In the United States today, there is a group of women who are often overlooked. These are the women who are recovering from traumatic experiences such as abuse or incarceration.
As there is a significant lack of support for these women, without proper help, these women can become susceptible to mental health issues including depression, post-traumatic stress disorder (PTSD), and even substance abuse.
Enter Kumari Fulbright, a self-made entrepreneur and founder of the Freedom Initiative Project, who is dedicated to the mission of helping these women rise above their ordeal and achieve personal greatness.
As an avid supporter of modern feminism, Kumari’s professional background is diverse. She has studied law at The University of Arizona’s James E Rogers College of Law and there she was selected for membership in the Arizona Journal of International and Comparative Law. Kumari’s entrepreneurial spirit led her to run an event planning business and qualify for real estate licenses in the states of Nevada and Florida.

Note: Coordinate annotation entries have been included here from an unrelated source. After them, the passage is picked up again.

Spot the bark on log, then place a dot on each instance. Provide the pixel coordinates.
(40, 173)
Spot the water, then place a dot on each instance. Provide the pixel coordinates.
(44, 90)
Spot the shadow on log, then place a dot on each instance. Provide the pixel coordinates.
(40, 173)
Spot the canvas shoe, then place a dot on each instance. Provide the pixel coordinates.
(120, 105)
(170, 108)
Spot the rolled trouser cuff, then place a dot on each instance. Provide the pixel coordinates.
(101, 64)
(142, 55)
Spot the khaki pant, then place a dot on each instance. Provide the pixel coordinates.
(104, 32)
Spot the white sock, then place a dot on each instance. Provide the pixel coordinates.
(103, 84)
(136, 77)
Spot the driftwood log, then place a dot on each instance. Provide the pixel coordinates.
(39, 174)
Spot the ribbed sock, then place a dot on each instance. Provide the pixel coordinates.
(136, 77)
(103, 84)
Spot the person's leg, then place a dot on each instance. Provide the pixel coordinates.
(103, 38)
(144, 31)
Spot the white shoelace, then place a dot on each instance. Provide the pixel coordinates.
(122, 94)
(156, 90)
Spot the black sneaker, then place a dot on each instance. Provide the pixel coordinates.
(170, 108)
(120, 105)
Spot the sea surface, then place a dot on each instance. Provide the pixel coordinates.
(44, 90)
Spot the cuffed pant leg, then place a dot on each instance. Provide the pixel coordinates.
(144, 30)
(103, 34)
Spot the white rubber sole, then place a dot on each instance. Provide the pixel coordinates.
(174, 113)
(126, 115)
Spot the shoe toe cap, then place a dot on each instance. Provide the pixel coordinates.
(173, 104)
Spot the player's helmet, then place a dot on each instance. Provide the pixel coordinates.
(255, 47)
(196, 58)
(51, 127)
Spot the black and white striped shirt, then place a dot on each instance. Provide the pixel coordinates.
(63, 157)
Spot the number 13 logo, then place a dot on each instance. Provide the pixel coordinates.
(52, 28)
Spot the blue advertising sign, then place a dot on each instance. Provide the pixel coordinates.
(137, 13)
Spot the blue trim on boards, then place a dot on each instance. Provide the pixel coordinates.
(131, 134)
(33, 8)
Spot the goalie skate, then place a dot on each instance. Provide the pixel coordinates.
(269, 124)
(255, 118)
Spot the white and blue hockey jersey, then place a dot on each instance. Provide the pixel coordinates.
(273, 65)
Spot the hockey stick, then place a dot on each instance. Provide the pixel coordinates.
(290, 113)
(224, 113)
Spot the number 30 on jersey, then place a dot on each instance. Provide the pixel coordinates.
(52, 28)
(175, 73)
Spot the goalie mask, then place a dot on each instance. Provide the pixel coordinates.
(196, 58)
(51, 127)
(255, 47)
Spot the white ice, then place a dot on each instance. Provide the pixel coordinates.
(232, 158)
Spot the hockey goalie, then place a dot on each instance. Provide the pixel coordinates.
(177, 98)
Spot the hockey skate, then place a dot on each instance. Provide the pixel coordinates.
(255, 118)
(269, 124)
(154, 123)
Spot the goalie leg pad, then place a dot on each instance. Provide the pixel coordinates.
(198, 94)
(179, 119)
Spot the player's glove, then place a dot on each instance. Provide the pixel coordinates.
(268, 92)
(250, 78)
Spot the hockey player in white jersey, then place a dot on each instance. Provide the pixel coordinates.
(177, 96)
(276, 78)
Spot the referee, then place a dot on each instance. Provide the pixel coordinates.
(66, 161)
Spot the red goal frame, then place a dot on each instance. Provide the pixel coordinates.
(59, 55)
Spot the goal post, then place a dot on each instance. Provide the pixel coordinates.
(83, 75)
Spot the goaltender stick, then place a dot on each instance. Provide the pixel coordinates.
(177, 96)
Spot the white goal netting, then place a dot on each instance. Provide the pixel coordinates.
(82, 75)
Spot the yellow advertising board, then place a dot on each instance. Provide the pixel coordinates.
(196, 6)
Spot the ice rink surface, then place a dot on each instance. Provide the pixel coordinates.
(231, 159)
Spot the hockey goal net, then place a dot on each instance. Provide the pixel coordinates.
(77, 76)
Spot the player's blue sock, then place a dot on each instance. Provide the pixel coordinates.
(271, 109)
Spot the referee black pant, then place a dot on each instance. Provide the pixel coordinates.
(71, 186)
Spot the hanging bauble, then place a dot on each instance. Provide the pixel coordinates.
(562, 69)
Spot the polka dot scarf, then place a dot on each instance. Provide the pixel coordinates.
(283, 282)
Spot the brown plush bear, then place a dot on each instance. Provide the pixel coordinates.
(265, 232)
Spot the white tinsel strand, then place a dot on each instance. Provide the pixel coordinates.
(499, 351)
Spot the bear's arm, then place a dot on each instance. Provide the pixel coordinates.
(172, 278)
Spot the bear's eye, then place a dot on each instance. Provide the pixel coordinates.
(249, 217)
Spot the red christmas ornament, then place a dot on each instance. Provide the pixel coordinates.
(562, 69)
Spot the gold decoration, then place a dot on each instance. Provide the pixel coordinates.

Since her days in event planning, she has always felt that women were constantly at a disadvantage when it comes to the business world. To help other women achieve equal footing, Kumari decided to become a consultant, assisting other women-owned businesses secure government contracts in Dallas. Through her work, she discovered her true calling—helping other women.
We had the opportunity to have a one-on-one conversation with Kumari Fulbright to learn more about her, what drives her, as well as her efforts towards her brainchild: The Freedom Initiative Project.
The early years
Kumari Fulbright’s lifelong commitment towards community service began at a young age. “As kids, my parents took us to homeless shelters and soup kitchens as a way to not only teach us the importance of helping the less fortunate but as a reminder of the blessings in our own lives.”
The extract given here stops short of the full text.